L’Autorité européenne de sécurité des aliments juge cette étude insuffisante et « inadéquate ». Durant des années, ce sont les conflits d’intérêt au sein de cette Autorité que nous jugions, nous, inopportuns. Chacun se souvient du départ de la présidente du conseil d’administration, Mme Bánáti, pour l’ILSI dont elle allait devenir directrice ! Les experts qui s’érigent aujourd’hui en censeurs de l’étude du professeur Séralini sont ceux-là même qui ont autorisé le maïs NK 603. Comment pourraient-ils se déjuger aussi rapidement ?

Je regrette que le président de l’INRA ait parlé du « doute » et du « poison de la peur » que cette étude aurait instillés dans les consciences. L’absence de doute des grandes firmes semencières et l’opacité de leur activité me semblent constituer un poison bien plus redoutable, ne serait-ce que pour la démocratie.

Selon vous, professeur, pourquoi les données sur lesquelles s’est appuyée l’autorisation du maïs NK 603 n’ont-elles jamais été rendues publiques ? Pourquoi n’a-t-on jamais pu connaître les résultats des analyses sanguines effectuées à l’époque sur les mammifères testés ? N’est-il pas surprenant que ceux qui dénoncent votre étude soient ceux-là même qui interdisent l’accès aux données scientifiques d’alors ?

Enfin, professeur, vous étiez membre de la commission du génie biomoléculaire lorsque le maïs incriminé a été autorisé. Les avis des scientifiques divergeaient au sein de cette commission. Quels étaient leurs points de désaccord et comment cela a-t-il été tranché ?

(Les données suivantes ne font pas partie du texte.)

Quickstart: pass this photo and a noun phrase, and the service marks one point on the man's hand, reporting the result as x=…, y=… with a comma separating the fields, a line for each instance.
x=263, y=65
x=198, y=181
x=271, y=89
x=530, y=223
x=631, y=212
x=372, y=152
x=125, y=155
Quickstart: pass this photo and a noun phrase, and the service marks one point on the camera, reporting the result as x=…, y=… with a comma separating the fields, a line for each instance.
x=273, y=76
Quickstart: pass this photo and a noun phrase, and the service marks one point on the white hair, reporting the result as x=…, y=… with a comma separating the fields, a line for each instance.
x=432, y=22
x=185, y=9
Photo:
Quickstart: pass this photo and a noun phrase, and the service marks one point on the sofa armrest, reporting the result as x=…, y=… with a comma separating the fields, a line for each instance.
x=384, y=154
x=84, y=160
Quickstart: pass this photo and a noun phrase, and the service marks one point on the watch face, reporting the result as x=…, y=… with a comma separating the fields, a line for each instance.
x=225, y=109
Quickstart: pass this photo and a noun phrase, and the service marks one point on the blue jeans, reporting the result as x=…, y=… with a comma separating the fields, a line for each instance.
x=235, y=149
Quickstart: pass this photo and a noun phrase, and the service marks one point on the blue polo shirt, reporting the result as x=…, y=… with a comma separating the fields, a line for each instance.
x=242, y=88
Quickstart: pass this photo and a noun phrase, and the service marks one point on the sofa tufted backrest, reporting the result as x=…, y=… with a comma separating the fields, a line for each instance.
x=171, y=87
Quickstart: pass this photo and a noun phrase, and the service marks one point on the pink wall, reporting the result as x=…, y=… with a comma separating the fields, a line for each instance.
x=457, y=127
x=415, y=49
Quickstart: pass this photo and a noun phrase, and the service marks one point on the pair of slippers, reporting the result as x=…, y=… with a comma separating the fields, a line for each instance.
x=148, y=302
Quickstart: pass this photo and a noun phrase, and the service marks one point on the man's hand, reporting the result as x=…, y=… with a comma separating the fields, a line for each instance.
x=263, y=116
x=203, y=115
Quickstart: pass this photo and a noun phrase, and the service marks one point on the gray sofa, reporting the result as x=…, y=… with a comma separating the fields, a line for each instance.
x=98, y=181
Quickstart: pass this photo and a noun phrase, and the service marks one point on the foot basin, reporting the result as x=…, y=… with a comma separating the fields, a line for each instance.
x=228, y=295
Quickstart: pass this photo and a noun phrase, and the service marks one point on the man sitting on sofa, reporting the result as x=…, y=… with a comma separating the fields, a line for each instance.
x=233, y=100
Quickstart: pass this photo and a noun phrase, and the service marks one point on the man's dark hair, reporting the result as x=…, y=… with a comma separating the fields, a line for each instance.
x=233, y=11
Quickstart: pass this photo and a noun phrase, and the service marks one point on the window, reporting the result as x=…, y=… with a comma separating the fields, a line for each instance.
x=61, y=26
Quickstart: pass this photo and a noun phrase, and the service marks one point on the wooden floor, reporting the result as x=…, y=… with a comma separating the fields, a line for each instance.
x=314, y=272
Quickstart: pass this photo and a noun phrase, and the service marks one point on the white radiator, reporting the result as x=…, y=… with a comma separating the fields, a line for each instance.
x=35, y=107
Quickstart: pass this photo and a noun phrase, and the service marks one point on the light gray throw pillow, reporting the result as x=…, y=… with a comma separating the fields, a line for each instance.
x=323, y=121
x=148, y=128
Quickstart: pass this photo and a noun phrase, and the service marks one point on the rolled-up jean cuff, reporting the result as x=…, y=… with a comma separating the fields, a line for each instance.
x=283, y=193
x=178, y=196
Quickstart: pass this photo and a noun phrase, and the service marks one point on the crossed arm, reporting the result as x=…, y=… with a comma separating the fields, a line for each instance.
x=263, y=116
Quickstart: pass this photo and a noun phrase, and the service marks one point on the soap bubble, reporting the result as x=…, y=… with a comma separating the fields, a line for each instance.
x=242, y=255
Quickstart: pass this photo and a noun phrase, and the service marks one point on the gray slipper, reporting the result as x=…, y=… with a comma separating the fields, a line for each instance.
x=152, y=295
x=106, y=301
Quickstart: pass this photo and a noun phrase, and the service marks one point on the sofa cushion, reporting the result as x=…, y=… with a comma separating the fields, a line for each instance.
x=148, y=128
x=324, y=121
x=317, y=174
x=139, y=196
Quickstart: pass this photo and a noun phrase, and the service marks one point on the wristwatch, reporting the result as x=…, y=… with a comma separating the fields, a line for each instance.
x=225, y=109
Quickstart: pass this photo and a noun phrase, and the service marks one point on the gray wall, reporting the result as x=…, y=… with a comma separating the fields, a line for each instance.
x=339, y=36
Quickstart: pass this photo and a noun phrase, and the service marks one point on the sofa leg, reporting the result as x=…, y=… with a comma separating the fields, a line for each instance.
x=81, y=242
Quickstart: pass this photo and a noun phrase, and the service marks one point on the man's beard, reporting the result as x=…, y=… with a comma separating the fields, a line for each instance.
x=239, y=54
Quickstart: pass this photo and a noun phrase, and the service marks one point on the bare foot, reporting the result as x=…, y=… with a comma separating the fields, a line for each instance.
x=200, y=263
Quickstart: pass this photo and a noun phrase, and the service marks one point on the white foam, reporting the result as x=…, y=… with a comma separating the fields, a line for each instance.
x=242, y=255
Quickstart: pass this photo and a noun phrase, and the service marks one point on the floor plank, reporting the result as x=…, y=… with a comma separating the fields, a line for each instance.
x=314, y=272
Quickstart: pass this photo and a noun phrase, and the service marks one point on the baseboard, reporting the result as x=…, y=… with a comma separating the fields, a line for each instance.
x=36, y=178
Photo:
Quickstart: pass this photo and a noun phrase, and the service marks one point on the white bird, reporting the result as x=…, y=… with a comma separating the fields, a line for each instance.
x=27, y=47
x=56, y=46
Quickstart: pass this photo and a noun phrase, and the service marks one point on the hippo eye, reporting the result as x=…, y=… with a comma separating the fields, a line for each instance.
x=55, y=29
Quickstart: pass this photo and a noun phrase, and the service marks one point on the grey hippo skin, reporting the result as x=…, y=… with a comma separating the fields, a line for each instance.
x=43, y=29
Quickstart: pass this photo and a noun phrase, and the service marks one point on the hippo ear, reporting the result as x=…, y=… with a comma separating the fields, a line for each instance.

M. François-Michel Lambert. Je remercie Catherine Lemorton et Jean-Paul Chanteguet d’avoir organisé rapidement cette audition qui était nécessaire. La représentation nationale ne peut se tenir à l’écart de l’actualité à un moment où nos concitoyens s’interrogent. Il convenait que nous soyons au plus tôt informés de l’étude du professeur Séralini, que je remercie d’avoir accepté de venir devant nous.

Le 19 septembre dernier, nous avons tous été ébranlés par les résultats de votre recherche, professeur. Je salue votre courage pour l’avoir menée en secret pendant deux ans –et non trois mois seulement comme celles conduites habituellement par les firmes pour obtenir les autorisations. Elle a mis en évidence que le maïs transgénique NK 603 et le Roundup affectaient la santé des rats, avec deux à trois fois plus de tumeurs et une mortalité deux à trois fois plus élevée.

Vous avez dû la faire financer en partie par des enseignes de la grande distribution. Si l’on peut se réjouir de l’implication de ces dernières dans la recherche, jamais le privé n’égalera le public en ce domaine. Quand et comment l’État parviendra-t-il à financer de manière indépendante ces recherches qui concernent la santé publique ? Cela éviterait bien des suspicions qui vous ont valu certaines remarques désobligeantes sur la sincérité de vos travaux. Pourquoi vos recherches n’ont-elles pu être financées dans un cadre public ?

Les débats parfois très agressifs qui ont suivi la publication de votre étude nous confortent dans l’idée qu’il faut mettre une fois pour toutes en place une expertise réellement indépendante. C’est l’objet de la proposition de loi déposée en août dernier par Marie-Christine Blandin et l’ensemble du groupe Écologiste au Sénat, qui tend à la création d’une Haute autorité de l’expertise scientifique et de l’alerte en matière de santé et d’environnement.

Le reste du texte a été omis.